I’m careful to keep what I sell at fairs different in quality and content from the pieces I sell through galleries. Why do we have to choose one over the other? Why limit our experience? Isn’t that antithetical to being an artist and drinking in the world around us? Art fairs can be a good time, and a great opportunity to meet a wide variety of people and enjoy their diversity. I also get to present myself with a different persona at an art fair than I do at a gallery. All of it’s fun and exponentially increases this wacky experience of being alive.
Lessons from a roadside gallery
by Karen Gillis Taylor, Niwot, CO, USA
Selling paintings out of a tent is an experience every artist can learn from. I did it only once and it gave me the courage to open a small gallery in my home town which has met with some success and has taught me invaluable lessons about what the public thinks of art in general and my work in particular. How would I have learned that if I’d first put my work with a traditional gallery and waited for occasional phone calls?
In February I listened to a panel of “expert” collectors at Site Santa Fe tell of their motivations in buying art. They may be in the high-end art-buying bracket, but each one was collecting art they felt had a personal connection to themselves. Every person who has bought a piece of art from me in the last year has had a very personal comment or reason as to why they liked the work. The reasons are wide ranging, from deep to superficial, but there’s always a reason, if you ask. What is surprising is that many times their reason for buying your work has absolutely nothing to do with your own reason for creating it!

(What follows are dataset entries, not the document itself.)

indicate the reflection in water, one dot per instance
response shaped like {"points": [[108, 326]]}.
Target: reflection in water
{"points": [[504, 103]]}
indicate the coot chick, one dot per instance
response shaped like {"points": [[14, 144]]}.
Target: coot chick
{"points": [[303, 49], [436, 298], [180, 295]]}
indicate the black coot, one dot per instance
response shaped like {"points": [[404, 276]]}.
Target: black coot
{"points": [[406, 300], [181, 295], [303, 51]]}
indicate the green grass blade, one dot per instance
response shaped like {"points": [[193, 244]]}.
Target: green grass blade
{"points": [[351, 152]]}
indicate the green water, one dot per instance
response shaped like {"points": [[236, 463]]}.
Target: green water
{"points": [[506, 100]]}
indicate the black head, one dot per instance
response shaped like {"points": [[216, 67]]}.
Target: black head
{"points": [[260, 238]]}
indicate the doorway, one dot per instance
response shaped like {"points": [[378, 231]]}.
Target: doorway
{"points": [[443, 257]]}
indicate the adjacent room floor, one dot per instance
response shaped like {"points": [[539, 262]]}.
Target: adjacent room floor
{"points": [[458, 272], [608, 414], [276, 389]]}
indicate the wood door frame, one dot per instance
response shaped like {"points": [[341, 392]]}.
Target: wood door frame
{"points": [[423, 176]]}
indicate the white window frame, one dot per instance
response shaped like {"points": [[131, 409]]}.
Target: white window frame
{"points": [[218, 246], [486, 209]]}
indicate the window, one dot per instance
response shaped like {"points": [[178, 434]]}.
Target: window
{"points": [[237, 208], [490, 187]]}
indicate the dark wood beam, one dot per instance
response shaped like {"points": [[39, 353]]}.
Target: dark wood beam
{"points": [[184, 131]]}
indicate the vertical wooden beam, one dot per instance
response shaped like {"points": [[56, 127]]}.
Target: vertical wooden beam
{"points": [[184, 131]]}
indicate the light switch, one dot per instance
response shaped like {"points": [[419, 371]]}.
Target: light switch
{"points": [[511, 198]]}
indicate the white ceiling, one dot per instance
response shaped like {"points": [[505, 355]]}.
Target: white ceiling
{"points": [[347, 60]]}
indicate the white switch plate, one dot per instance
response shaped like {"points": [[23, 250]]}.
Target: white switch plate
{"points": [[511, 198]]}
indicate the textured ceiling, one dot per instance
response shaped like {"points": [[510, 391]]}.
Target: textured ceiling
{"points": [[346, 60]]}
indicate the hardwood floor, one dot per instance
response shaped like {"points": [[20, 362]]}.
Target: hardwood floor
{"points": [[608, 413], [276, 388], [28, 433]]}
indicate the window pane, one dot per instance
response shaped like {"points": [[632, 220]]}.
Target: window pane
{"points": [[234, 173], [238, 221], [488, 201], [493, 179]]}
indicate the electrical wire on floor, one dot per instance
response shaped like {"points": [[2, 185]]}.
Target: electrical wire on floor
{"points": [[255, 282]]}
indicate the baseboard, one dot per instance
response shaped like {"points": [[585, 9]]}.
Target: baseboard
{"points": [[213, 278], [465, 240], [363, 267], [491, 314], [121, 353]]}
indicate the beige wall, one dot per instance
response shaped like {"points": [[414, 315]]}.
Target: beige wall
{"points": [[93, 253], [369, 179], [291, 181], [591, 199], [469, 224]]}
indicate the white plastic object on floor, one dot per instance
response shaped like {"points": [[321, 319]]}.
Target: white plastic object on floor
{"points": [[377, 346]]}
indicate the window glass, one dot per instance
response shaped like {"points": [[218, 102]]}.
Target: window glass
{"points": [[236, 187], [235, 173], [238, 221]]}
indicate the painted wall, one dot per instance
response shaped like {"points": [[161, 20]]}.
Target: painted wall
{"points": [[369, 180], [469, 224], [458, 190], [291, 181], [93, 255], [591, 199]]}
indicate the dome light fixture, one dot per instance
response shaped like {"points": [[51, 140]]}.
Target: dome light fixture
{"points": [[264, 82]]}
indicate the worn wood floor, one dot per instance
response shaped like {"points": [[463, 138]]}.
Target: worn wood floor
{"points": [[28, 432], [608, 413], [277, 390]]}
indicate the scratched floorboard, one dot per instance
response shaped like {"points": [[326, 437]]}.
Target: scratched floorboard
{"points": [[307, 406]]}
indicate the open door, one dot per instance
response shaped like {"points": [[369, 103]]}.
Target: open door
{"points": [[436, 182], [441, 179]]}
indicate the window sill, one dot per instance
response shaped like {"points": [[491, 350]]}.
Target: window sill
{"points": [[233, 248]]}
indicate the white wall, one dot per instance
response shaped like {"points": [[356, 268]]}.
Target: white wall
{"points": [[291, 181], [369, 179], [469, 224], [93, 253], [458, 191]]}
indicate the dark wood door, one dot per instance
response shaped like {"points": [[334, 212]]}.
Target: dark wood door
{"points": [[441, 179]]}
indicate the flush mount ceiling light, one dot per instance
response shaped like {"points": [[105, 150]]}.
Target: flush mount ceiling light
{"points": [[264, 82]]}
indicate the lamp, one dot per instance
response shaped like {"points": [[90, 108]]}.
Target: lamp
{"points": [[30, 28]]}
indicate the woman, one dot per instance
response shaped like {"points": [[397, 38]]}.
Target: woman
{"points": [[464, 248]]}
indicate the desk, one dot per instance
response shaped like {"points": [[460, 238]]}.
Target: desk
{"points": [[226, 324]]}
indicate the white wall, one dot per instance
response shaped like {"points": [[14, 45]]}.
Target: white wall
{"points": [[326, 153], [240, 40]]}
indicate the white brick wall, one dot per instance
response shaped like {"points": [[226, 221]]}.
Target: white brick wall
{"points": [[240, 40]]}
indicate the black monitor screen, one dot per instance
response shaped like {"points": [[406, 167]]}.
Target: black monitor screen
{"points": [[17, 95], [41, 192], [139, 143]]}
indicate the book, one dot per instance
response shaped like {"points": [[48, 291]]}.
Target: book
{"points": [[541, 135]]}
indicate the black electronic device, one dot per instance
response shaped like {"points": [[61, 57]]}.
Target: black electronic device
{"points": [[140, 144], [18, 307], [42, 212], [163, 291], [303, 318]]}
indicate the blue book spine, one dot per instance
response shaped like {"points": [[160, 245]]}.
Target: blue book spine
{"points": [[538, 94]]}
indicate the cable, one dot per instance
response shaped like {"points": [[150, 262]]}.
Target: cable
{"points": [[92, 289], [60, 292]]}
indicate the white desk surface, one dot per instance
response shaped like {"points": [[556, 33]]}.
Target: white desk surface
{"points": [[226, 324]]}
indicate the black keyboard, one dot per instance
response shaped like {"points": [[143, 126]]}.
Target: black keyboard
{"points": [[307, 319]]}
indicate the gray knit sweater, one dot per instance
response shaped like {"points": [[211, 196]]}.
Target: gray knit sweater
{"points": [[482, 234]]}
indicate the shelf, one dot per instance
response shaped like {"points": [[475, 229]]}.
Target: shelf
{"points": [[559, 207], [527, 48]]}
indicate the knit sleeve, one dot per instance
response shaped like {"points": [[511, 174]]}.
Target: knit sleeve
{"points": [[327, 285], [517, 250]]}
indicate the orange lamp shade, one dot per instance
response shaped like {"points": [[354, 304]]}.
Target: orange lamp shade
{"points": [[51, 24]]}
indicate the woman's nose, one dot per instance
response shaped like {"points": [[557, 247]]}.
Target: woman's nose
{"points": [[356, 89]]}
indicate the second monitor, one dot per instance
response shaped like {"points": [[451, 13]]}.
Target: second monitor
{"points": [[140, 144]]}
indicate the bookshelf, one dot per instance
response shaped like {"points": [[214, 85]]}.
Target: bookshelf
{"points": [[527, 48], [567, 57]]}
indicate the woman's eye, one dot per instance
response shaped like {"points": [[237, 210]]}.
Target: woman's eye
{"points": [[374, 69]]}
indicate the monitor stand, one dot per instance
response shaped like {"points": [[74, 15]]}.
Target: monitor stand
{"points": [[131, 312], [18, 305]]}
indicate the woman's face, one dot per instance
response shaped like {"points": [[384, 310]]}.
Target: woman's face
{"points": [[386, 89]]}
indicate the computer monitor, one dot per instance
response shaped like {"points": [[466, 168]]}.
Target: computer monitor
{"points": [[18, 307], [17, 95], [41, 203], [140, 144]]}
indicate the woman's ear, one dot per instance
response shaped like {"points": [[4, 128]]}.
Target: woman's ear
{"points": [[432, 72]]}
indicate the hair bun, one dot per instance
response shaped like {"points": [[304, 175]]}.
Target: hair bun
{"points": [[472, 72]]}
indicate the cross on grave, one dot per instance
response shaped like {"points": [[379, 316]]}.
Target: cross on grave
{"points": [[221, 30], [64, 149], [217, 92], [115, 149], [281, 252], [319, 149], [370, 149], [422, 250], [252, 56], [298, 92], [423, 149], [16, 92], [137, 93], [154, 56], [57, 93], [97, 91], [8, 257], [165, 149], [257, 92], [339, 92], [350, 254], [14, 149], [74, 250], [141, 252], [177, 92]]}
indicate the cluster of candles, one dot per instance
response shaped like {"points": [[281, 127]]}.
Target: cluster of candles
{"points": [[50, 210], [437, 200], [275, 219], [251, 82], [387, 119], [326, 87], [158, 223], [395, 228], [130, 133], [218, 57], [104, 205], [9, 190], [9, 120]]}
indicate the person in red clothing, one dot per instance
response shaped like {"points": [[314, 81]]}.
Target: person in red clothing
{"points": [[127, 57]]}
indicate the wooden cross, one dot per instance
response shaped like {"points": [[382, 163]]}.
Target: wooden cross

From my little “roadside” town gallery, I have learned that it’s still best to paint true to oneself and let the buyers choose as they may. Art is personal. Once we create it, we have to let it go and let someone else love it for their own reasons. It belongs to us at first. Then it belongs to anyone else who looks and appreciates, even if only for a minute or two. Sometimes that is enough. When the artist gets to hear an observer’s comments, it can be really special. If you hear it from a roadside, because you don’t have a proper gallery, you are blessed.